Very interesting way of looking at this, well new to me.
As to Mutley's comment, I'm delighted with the ubiquity of knowledge and the ease of access that the computer has brought us because it is available instantly, it is kept up to date and it means that learning can go on long after formal education ends. It means that knowledge is not a power held by the few, for once you can read knowledge is there for the taking.

Is this series continuing?

Anonymous said...

Alexys- Mre paltable, I guess because I try to look at the overall sweep, and see what's actually.
These eras are less controversial. Unfotunately, as you see, for me to what I'm attempting involves sincere analysis of human thought.
This does mean that I in forthcoming posts, I will doing exactly the same with a lot of still extant ideas and will probably offend just everybody at some point.

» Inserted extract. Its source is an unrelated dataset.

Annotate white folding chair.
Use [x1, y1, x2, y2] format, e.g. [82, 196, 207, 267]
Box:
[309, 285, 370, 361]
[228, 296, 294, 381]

Welshcakes- They tend to like people who were better behaved in their youth :).
And I don't have the patience. When I warm to subject, I talk quite fast and quite impassioned. And whilst here, I can go over it and see I need to clarify passages, the poor class wouldn't be that lucky.

Mutley- Not at all.
Do you know why computers will NEVER have minds like ours?
Ability to spot in patterns.

This how human deduction works.
Scienctific leaps forward are ALWAYS obtained by a polymath spotting identical patterns in apparently unrealted topics.

Like Darwin releasing that evolution was driven by NATURAL ECONIMICS.

Like Einstein realizing that you could if you that force = half mass times speed and assume that mass and energy are related, you get e =mc².

Computers will never link such apparently co-incides to make deductions.

You have to have GENES to rule this universe.
Think about it.

Helen- Communication is the basis of it.
The most efficient system at any time is the most free and equal, that human technology permirs.
Communication is the key to the state.
As better communication means that more people can be brought in, without dangerously delaying decision making processes, than the wider system, always becomes more efficient.
Simply because of the amount of human minds it adds.

The entire basis of my ideas, and which I am using this series to explain.

Gledwood- Which it was survived and flourished under the Persians.
The Persians had a soft spot for the fellow monotheists.
These fancy city dwelling decadents did have some righteous folk after all.

Of course, monotheism is far more satiafactory to the scientific mind, which is why, amogst rational Greek thinkers, the idea of one God was so much more belieavable.

Christanity is NOT a montheist religion as such, it is the highjacking of that cause by Greek thought.

The Catholic Church is really the world's first ideology.
But that's for the next post of the series.

jmb- Ah. You got the point I made to Helen just.
Yes, progress is always acheived, when the system allows more minds to be added to the mix.
The more minds come across more knowledge, the more of us have their heads solving human problems.

It is.
Three more at least planned, then we kind of come to a related tpic, projecting the future on the basis of follwing the systematic development.